City to use landfill gas to generate electricity

2/17/2003
BY TOM TROY
BLADE STAFF WRITER

A proposal for the city of Toledo to produce its own electricity from landfill gases has gained a $1.6 million boost from Congress.

U.S. Rep. Marcy Kaptur (D., Toledo) is expected to join Mayor Jack Ford today to announce the project they say will save the city $3 million a year off its FirstEnergy Corp. electrical bill.

The project would use methane gas produced by decaying garbage in the Hoffman Road Landfill to power the city's wastewater and freshwater treatment plants.

City Councilman Peter Gerken credited engineer James Opaczewski, owner of Turbo Dynamics, with suggesting the methane process to make electricity.

“He has another internal energy system that he put in place at St. Vincent [Mercy Medical Center], which made them virtually Edison-free,” Mr. Gerken said. “I like the sound of saving money.”

Mr. Opaczewski, who is partnering with two other local engineering firms, said the system will produce 8 megawatts of electricity - enough to power 4,000 homes.

He said it will cost $15 million to design, make, and install, but should easily save the city more than $100 million over 30 years.

Miss Kaptur said the $1.6 million appropriation passed the House of Representatives and the Senate late Thursday.

“I want to make Toledo the first `green' community in America,” she said.

Miss Kaptur said the electricity could eventually power the SeaGate Convention Centre, the Farmers Market, and other publicly owned facilities.

“This will form the spine of a new set of power alternatives,” Miss Kaptur said.

Those alternatives could also include solar cells.

Mr. Opaczewski said he and Chris Middlebrough, manager of the city's wastewater treatment plant, came up with the plan to use the gas - now being burned off from a stack at the landfill - to make electricity.

The federal funds will pay for acquisition of the gas collection system.

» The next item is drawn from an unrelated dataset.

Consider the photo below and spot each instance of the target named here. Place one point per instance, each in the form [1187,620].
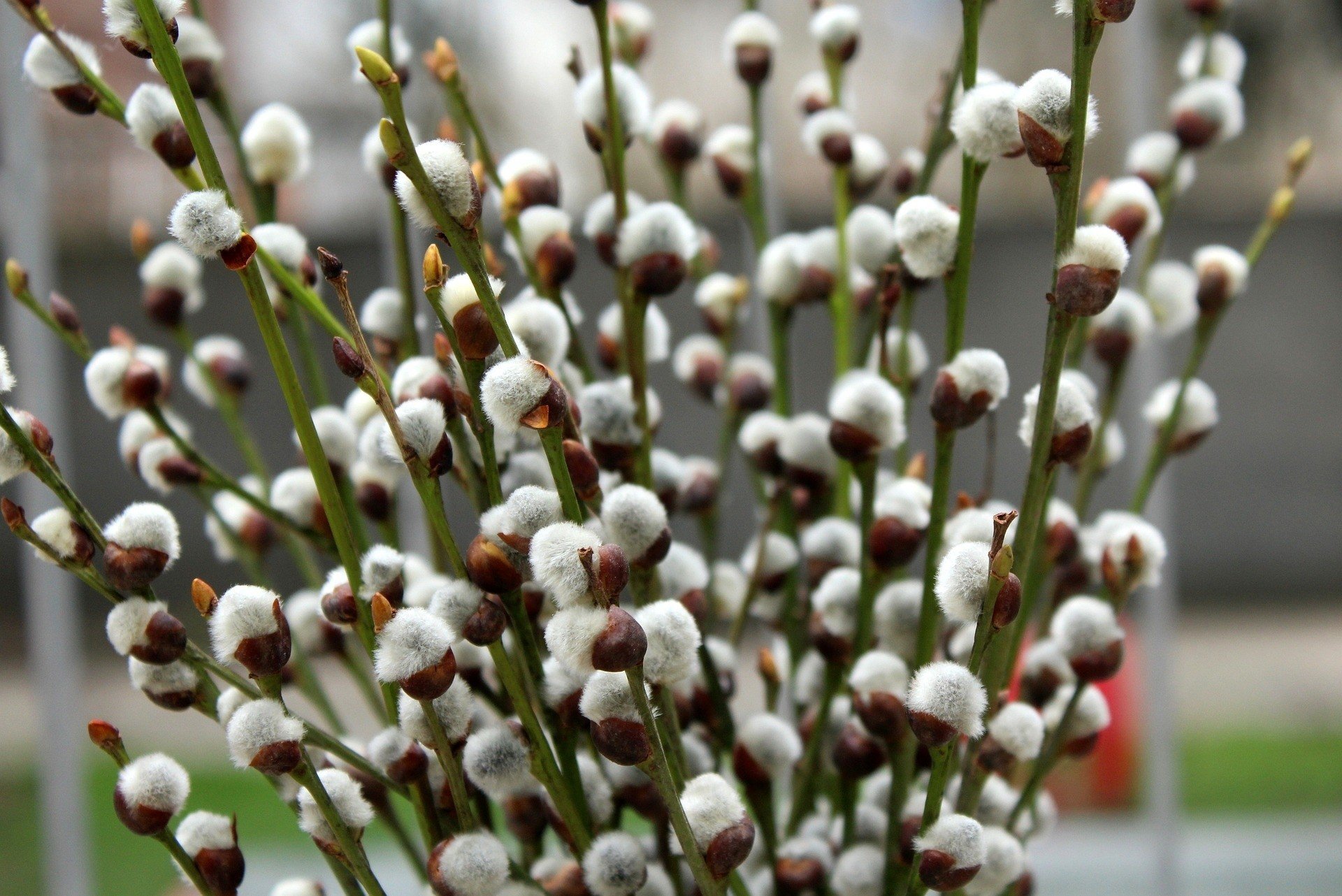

The gas will be piped to the Bay View wastewater treatment plant and the Collins Park water treatment plant.

There, it would be used to power turbines to produce electricity.

The plan is to have the city's Department of Public Service, which runs the landfill, “sell” the methane to the Department of Public Utilities, which runs the water treatment system and is funded separately through its user fees.

The money would go into the city's general fund and would be dedicated, in part, to paying the debt service to construct a municipal garage to replace the aging structure on Albion Street.

“Once this system is put in, the landfill gas will become our primary source of energy” at the treatment plants, said Robert Williams, who is coordinating renovation of the city's wastewater-treatment system to comply with a federal court consent decree.

“And rather than pay Edison for the power to run the plant, we will be paying the service department,” Mr. Williams said.

He said the methane gas is a long-term source of fuel that will never go up in price.

The methane gas is expected to last at least 30 years.

One of the terms of the city's consent decree with the U.S. Environmental Protection Agency over its wastewater and sewer system is that the city must provide a backup power source for the wastewater-treatment plant.

Mr. Williams said the gas turbine will rely on methane from the landfill and from the treatment plant's own gas-producing digesters.

He said the turbine also will be connected to natural gas supplies.

As an additional backup, the plant will remain connected to FirstEnergy, which owns Toledo Edison, Mr. Williams said.

The proposal was put out to bid in late 2001. Mr. Opaczewski's bid had been tentatively accepted, but has not been awarded yet, Mr. Williams said.

Mr. Opaczewski said the power generating plant at St. V's has been in operation for 12 years; it generates electricity from steam the hospital produces for its heating and air-conditioning system.

Mr. Opaczewski said the hospital's electricity is made at a fraction of the price of commercial electricity.

Mr. Opaczewski, 48, a graduate of the University of Toledo college of engineering, said his interest is making energy systems more efficient by eliminating waste.